Now, you can register the Azure Media store with the instance of Tina in your app by passing the TinaCloudAzureMediaStore to the TinaCMS instance via its mediaStore prop.

This is also where we can update our mediaOptions on the cms object.

// Typically in the tina/config.ts file of a Next.js project

import { defineConfig } from "tinacms";

export default defineConfig({
  media: {
    loadCustomStore: async () => {
      const pack = await import("next-tinacms-azure");
      return pack.TinaCloudAzureMediaStore;
    },
  },
  // other configuration options
});

...

Set up API routes

This package is built for the new App Router. Set up a catch all API route for media as an API route, e.g. as app/api/azure/[...media]/route.ts.

Call createMediaHandler to set up routes and connect your instance of the Media Store to your Azure Storage account.

Import isAuthorized from next-tinacms-azure.

The authorized key will make it so only authorized users within TinaCloud can upload and make media edits.

// route.ts

import { createMediaHandlers } from 'next-tinacms-azure/dist/handlers'
import { isAuthorized } from 'next-tinacms-azure/dist/auth'

const handlers = createMediaHandlers({
  connectionString: process.env.AZURE_STORAGE_CONNECTION_STRING!,
  containerName: process.env.AZURE_STORAGE_CONTAINER_NAME!,
  authorized: async (req) => {
    try {
      if (process.env.NODE_ENV == 'development') {
        return true
      }

      const user = await isAuthorized(req)

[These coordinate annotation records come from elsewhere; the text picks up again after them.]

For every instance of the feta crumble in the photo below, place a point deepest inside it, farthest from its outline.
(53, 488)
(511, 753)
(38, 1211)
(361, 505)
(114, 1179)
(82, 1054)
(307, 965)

      return user?.verified || false
    } catch (e) {
      console.error(e)
      return false
    }
  },
})

const { GET, POST, DELETE } = handlers

export { GET, POST, DELETE }

Set up media delivery routes

Media links are stored as relative URLs under /media/. For example, if a blob's actual URL is:

https://accountname.blob.core.windows.net/containername/folder1/folder2/filename.jpg

The URL registered with TinaCMS will be:

/media/folder1/folder2/filename.jpg

To fetch the actual blob from Azure Storage, an API route responding to this URL will be required.

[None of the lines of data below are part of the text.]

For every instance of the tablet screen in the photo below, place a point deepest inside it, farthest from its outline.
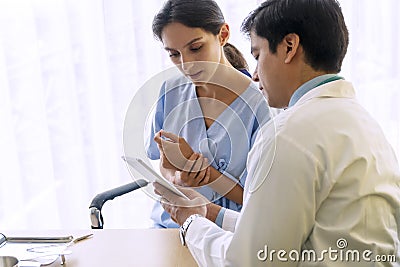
(148, 173)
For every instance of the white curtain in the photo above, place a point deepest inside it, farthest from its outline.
(68, 71)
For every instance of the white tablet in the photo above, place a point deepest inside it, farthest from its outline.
(151, 175)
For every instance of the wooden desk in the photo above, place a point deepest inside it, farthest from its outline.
(128, 247)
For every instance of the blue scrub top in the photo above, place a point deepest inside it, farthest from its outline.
(225, 143)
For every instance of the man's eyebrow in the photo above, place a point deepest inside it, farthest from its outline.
(189, 43)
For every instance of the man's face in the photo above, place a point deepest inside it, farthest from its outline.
(270, 71)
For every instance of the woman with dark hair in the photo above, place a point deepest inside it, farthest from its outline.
(212, 111)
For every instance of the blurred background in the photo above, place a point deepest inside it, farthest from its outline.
(69, 70)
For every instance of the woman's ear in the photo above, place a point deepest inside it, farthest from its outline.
(292, 43)
(224, 34)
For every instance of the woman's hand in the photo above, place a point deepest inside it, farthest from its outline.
(174, 150)
(195, 173)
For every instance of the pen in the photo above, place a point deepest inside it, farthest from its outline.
(78, 239)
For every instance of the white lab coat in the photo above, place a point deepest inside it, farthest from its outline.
(321, 175)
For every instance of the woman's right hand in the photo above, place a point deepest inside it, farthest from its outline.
(174, 150)
(195, 173)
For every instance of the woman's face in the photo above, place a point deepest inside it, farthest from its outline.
(194, 51)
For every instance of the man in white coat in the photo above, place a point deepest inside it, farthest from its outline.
(323, 185)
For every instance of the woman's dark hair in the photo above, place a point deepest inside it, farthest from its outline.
(204, 14)
(319, 24)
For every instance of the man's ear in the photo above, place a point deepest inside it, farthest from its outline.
(224, 34)
(292, 43)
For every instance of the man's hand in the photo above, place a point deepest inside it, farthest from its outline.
(179, 208)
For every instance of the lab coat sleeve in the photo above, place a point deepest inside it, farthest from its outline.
(278, 212)
(229, 220)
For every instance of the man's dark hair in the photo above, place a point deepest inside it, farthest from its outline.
(319, 24)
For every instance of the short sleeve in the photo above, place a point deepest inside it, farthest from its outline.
(155, 125)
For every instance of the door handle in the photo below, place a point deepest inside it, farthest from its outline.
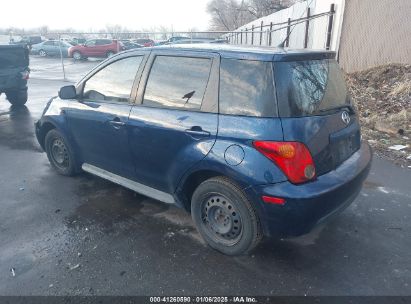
(117, 123)
(197, 131)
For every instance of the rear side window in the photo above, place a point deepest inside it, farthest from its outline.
(247, 88)
(312, 87)
(113, 82)
(177, 82)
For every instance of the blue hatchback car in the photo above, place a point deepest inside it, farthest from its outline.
(252, 141)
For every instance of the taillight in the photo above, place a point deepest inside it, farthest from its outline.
(293, 158)
(25, 75)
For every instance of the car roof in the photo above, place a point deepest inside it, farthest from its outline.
(261, 53)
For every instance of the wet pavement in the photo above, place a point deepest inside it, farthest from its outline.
(84, 235)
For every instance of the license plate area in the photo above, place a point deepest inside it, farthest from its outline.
(344, 144)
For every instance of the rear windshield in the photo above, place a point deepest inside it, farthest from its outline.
(13, 57)
(313, 87)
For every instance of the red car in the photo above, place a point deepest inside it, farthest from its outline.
(95, 48)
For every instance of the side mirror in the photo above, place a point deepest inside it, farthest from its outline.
(68, 92)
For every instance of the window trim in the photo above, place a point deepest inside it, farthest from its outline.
(103, 66)
(210, 99)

To simplify this process, you can use the createMediaDeliveryHandlers function from the next-tinacms-azure/dist/delivery-handlers package. Set up a catch-all API route (e.g., app/api/media/[...path]/route.ts) and use the following code:

// route.ts

import { createMediaDeliveryHandlers } from 'next-tinacms-azure/dist/delivery-handlers'

const handlers = createMediaDeliveryHandlers({
  connectionString: process.env.AZURE_STORAGE_CONNECTION_STRING!,
  containerName: process.env.AZURE_STORAGE_CONTAINER_NAME!,
  authorized: async () => {
    return true
  },
})

const { GET } = handlers

export { GET }

The above route will handle all requests to /api/media/xxxx/yyyy.zzz. To map it to /media/xxxx/yyyy.zzz we need to add a rewrite to the project's next.config.mjs file like so:

const nextConfig = {
  // other config here
  async rewrites() {
    return [
      {
        source: '/media/:path*',
        destination: '/api/media/:path*',
      },
      // more rewrites here
    ]
  },
}

Note that the provided handler has built in support for image resizing and optimization according to the Next.js next/image loader directives, using the Sharp package.

Update Schema

Now that the media store is registered and the API route for media set up, let's add an image to your schema.

In your tina/config.ts add a new field for the image, e.g:

 {
  name: 'hero',
  type: 'image',
  label: 'Hero Image',
 }

Now, when editing your site, the image field will allow you to connect to your Azure Blob Storage account via the Media Store to manage your media assets.